This morning, we woke up to one thing and one thing only flooding our Facebook pages, our daily news sources, our group chats on WhatsApps and our Instagram feeds; the Victoria Secret Fashion Show 2016.
We’ve spent the morning unsuccessfully trying to avoid the skimpily clad supermodels, as well as the Insta’famous/reality TV show models that have somehow dictated center stage in our lives. And as much as we’d love to try and avoid it, when you’re working life revolves around the online world, it’s basically impossible.
“But why do we have a problem with this, you ask?”
For many reasons, we answer.
Firstly, let us make one thing clear; we have no problem celebrating fashion, celebrating style, celebrating art and beauty and traditions. We have no problem with models strutting their stuff down the catwalk, no problem with paps getting all the best shots. No problem with any of that. In fact, if it wasn’t for fashion and celeberities, we probably wouldn’t have jobs here at Opsh_Daily.
It is the sheer weight of the phenomenon that follows the Victoria Secret show that gets to us. The painful build-up of the seemingly smug models private jetting their way over to Paris and the explosion of Instagram pictures that documents this. It’s the hundreds of thousands of ‘regrams’ from ‘normal’ women and girls alike with captions ranging from ‘It’s starting…’ to ‘OMG, look at Kenny 😞😞’ to the more worrying, ‘Can always count on Gigi and Bella to turn me off my dinner’.
And let’s not forget the hashtags that precede this either; #straighttothegym #nevereatingagain #killingme #crying – but that’s a whole other article in itself.
If that isn’t enough to make you dislike a show that parades malnourished models, then we don’t know what would – because let’s be frank here, there’s no way those ladies aren’t starving themselves in the final lead up to the show. Super model Adrianna Lima has admitted to consuming literally nothing in the 12 hours in the lead up.
And yes, all fashion shows, no matter the size, the weight or the social media frenzy, celebrates the tiniest of bodies and the most unrealistic portrayal of beauty, but there’s none that do it quite like the VS show, particularly in the last number of years.

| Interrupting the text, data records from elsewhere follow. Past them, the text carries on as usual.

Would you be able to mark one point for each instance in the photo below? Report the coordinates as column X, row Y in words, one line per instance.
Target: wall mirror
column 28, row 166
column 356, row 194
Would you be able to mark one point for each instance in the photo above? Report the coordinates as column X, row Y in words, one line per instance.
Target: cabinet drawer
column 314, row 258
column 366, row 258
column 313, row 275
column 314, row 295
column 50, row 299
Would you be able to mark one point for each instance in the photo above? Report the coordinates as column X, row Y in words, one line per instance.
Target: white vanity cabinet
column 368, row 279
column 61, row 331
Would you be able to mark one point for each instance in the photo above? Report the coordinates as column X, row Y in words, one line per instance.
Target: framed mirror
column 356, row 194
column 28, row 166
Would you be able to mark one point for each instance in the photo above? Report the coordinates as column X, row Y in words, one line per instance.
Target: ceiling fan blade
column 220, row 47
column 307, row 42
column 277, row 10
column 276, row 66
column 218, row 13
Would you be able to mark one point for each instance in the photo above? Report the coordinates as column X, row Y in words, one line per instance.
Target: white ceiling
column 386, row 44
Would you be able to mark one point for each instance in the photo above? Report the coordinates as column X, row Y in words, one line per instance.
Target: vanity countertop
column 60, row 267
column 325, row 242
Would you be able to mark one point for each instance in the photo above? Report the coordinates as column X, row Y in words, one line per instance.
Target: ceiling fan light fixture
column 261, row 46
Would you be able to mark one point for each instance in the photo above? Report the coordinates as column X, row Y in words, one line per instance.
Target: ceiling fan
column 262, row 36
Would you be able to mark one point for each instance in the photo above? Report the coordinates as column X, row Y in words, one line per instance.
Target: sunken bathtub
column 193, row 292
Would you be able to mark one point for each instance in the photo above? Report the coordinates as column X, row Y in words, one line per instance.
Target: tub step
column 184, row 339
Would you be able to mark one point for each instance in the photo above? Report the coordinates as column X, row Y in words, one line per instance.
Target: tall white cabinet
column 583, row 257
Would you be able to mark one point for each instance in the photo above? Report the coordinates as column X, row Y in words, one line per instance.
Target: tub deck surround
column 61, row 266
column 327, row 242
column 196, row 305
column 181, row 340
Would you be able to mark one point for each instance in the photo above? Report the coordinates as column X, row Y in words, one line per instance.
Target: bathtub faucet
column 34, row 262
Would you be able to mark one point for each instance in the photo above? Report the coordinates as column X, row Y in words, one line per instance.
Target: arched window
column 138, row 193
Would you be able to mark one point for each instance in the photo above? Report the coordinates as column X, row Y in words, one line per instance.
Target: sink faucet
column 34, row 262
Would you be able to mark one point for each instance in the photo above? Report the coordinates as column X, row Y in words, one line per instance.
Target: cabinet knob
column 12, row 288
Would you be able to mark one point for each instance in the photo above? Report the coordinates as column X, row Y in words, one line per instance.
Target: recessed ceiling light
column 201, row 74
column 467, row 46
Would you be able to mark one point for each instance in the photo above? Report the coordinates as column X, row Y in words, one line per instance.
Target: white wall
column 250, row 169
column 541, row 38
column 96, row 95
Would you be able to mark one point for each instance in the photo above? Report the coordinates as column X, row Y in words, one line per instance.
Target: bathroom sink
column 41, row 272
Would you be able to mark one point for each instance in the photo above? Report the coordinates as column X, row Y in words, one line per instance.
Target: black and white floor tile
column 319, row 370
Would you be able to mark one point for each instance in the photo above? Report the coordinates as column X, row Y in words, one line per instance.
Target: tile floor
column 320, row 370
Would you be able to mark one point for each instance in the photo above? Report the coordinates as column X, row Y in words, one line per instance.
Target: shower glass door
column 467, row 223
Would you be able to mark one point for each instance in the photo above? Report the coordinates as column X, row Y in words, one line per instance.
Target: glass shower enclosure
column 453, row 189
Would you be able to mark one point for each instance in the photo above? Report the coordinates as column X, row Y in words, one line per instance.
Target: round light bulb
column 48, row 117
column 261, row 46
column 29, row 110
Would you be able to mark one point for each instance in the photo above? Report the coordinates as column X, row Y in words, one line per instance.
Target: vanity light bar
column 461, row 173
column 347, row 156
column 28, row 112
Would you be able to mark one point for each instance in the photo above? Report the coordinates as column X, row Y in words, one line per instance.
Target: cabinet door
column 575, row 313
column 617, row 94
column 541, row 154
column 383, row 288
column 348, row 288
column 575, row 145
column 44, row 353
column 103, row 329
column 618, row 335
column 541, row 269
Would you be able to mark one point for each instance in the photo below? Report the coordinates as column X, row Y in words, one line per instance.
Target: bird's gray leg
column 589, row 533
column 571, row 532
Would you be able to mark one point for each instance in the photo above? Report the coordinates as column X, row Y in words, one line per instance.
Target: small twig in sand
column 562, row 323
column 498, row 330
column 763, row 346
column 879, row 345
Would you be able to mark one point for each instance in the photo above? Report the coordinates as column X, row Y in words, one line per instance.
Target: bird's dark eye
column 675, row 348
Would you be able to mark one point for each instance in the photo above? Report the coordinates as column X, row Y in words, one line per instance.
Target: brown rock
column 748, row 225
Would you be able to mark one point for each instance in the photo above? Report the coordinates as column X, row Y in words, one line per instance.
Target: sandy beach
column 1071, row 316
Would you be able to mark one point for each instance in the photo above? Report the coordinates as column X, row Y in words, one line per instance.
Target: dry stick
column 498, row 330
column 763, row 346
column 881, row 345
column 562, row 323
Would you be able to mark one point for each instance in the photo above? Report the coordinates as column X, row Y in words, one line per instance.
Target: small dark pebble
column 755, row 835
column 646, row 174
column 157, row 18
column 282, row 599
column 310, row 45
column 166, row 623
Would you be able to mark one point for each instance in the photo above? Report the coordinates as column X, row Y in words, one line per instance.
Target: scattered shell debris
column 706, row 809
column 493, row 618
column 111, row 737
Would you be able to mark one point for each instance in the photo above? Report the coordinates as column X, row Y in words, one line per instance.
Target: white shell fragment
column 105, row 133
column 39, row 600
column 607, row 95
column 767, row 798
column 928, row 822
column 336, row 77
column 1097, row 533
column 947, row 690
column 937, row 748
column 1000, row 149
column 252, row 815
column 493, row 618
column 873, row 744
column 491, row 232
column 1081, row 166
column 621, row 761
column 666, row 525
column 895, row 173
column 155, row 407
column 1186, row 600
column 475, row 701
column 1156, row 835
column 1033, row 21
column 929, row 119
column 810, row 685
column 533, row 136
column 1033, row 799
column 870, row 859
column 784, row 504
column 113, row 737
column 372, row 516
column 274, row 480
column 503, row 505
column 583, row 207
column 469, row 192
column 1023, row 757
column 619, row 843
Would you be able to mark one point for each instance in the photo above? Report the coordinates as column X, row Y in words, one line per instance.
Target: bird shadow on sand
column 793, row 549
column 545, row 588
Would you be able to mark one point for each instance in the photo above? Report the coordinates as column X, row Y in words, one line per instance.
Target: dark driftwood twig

Let’s take the ‘Fantasy Bra‘ for example, which has ranged in price from $1 million in 1996 to $3 million today. It is worn each year by a different model – usually the model of the moment and has been the center piece of the entire show for the last twenty year. It’s significance is profound but to us, it just looks like a pretty expensive, and slightly tacky bra? Just us? OK.
And without slating the entire show – because we have no doubt that weeks upon weeks upon months of work go into creating the show and it really is a spectacular production – it has lost it’s value and it’s drama over the last number of years.
Back in 1996, when Claudia Schiffer closed the Victoria’s Secret show or in 2001, when Heidi Klum strutted her stuff down the catwalk in the Fantasy Bra, it was spectacular. It was incredible, stunning, surprising. It was so rare and beautiful, it was like fiction. These unicorn-like Supermodels weren’t being photographed by paparazzi day-in-day-out, they weren’t showcasing their bikini and bra-clad bodies on Instagram and Facebook and Snapchat. We didn’t known their bodies better than we know our own.
But now, it’s all a bit different. I recognise Gigi Hadid’s freckly belly and out-y belly button better than I know my own. If I – under wild circumstances – had to go identify Kendall Jenner’s body, it would be easy as pie.
And yes, that sounds pretty feckin’ weird but it’s the truth.
These models are so heavily documented in the media and across all their own social media platforms, that seeing them on the VS runway is less-than-breathtaking, like it was back in 1998.
If we wanted to go check out Bella’s bangin’ body, we’d just check her Snapchat story out.